I was looking for possible solutions of that issue and what I found is enable option spark.yarn.executor.memoryOverhead: “true” and advice to increase number of instances + improve types. I have switch to 6 m4.2xlarge nodes and rerun it. Now I get an error:
am container exited with exitcode 137, looker deeper in logs I managed to find out explain of that issue:
java.lang.OutOfMemoryError: Java heap space.
So every time I’m facing out of memory issue. I have check amount of files that placed in my enrich input directory and they are about 1.8Gb in total. Any advise how can I clarify the rootcause and fix it? Should I try increase number of node?
Update: I have try custom config recomendation mentioned here, also try to use 6 r4.2xlarge instances and still no luck. My monitoring tab on that cluster looks like so:
Still looking for any help on this issue.
@sphinks, it is of paramount importance to configure your Spark and the cluster according to the volume of data to be processed. This roughly correlated to the total size of the files/logs.
Note just bumping the number of nodes is likely not help as the resource usage is controlled by Spark configuration. Spark jobs are memory hungry and the workers need to be optimized based on the nodes composing EMR cluster. There are plenty of examples of how Spark needs to be configured in this forum.

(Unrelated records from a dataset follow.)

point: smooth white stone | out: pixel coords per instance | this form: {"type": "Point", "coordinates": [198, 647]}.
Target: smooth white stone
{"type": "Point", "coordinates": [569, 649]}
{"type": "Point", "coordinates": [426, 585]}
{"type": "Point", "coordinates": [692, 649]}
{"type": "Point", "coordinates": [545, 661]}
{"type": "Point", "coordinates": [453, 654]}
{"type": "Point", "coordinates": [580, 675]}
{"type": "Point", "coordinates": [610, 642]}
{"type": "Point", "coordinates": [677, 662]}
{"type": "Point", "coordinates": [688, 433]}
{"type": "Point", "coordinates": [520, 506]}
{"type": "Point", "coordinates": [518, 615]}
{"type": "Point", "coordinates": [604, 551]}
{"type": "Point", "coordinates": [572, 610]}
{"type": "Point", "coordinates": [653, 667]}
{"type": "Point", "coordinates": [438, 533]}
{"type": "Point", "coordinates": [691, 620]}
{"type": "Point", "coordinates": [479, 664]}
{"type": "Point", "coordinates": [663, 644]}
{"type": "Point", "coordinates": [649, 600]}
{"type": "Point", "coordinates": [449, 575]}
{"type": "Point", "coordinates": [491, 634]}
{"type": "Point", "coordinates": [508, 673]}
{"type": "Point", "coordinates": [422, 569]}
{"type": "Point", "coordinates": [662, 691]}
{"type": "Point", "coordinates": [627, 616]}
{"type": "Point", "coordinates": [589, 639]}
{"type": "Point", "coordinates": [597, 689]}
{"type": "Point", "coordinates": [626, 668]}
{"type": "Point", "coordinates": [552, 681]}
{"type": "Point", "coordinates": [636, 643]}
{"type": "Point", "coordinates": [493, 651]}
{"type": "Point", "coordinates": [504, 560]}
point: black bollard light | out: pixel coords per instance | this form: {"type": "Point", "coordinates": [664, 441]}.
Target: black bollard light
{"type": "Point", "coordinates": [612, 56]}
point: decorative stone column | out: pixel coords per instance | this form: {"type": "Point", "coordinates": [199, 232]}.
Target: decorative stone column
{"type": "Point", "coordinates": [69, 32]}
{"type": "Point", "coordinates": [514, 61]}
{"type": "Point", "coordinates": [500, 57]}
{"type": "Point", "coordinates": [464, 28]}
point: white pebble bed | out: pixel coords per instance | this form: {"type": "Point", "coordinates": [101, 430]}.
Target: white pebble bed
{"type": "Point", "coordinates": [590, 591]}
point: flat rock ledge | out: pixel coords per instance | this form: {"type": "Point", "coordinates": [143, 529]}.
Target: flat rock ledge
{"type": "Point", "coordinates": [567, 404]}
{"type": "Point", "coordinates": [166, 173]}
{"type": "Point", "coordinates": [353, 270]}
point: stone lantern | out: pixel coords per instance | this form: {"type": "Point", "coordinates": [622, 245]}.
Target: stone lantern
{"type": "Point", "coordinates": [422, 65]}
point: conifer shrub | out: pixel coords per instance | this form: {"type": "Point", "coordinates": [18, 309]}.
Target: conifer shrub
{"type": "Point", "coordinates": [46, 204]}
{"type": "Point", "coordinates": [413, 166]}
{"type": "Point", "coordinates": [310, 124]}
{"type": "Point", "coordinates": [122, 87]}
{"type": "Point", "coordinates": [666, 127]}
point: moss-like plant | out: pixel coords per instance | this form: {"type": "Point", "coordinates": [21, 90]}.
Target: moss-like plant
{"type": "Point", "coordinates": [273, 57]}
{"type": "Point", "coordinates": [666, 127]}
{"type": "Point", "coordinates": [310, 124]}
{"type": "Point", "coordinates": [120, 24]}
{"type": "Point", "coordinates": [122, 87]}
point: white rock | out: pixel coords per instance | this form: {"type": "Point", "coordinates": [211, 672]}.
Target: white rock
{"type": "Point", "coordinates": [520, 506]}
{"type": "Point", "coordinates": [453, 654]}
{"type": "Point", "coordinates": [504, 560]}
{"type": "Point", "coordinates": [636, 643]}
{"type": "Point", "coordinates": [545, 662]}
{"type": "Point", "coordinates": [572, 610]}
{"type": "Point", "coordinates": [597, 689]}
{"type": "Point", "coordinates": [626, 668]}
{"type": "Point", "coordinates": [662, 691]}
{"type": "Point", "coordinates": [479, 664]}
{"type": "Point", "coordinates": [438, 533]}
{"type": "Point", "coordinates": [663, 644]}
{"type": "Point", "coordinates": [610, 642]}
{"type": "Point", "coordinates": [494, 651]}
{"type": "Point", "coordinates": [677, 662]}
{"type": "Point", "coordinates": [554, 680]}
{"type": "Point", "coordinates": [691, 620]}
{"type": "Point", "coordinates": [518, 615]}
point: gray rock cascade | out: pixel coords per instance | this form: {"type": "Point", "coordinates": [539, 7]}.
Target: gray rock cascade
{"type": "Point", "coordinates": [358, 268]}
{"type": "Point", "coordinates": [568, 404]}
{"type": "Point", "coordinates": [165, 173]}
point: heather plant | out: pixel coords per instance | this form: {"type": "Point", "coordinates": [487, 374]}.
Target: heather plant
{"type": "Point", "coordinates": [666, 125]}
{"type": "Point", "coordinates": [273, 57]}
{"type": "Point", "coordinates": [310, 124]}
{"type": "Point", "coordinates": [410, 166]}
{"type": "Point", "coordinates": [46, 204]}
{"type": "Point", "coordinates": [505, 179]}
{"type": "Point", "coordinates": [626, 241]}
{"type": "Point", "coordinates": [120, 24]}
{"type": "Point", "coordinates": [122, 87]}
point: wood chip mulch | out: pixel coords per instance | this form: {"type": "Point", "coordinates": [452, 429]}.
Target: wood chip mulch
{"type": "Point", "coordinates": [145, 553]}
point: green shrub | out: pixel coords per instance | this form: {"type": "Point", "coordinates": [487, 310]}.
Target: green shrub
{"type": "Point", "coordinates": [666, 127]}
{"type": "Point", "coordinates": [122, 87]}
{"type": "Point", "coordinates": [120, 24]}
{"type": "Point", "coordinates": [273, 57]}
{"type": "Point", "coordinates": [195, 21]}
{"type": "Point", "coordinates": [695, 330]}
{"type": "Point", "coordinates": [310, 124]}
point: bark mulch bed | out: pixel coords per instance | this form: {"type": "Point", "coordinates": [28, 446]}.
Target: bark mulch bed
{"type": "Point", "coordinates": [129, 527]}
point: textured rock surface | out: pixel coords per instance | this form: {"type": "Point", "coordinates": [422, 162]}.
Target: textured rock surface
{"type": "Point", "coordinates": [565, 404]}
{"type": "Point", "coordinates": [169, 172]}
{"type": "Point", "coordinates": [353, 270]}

I just give one more here. If say you utilize 1x
r4.8xlarge core node the Spark configuration would be like this
You can use this post as a guide to Spark configuration.
@ihor I have tryed your suggested settings with 1 x r4.8xlarge. It was much longer doing coping data from s3 to hdfs comparing to 6 x r4.2xlarge. According to EMR console it was done 101,601 task out of 635,314 and failed due to error:
ERROR Executor: Exception in task 102185.0 in stage 0.0 (TID 102185) org.apache.spark.rpc.RpcTimeoutException: Futures timed out after [120 seconds]. This timeout is controlled by spark.rpc.askTimeout on all executors. Not sure what can I do in such case? Increase timeout? Any suggestions?
However, I met such idea: replace default GC with G1GC to minimize pauses.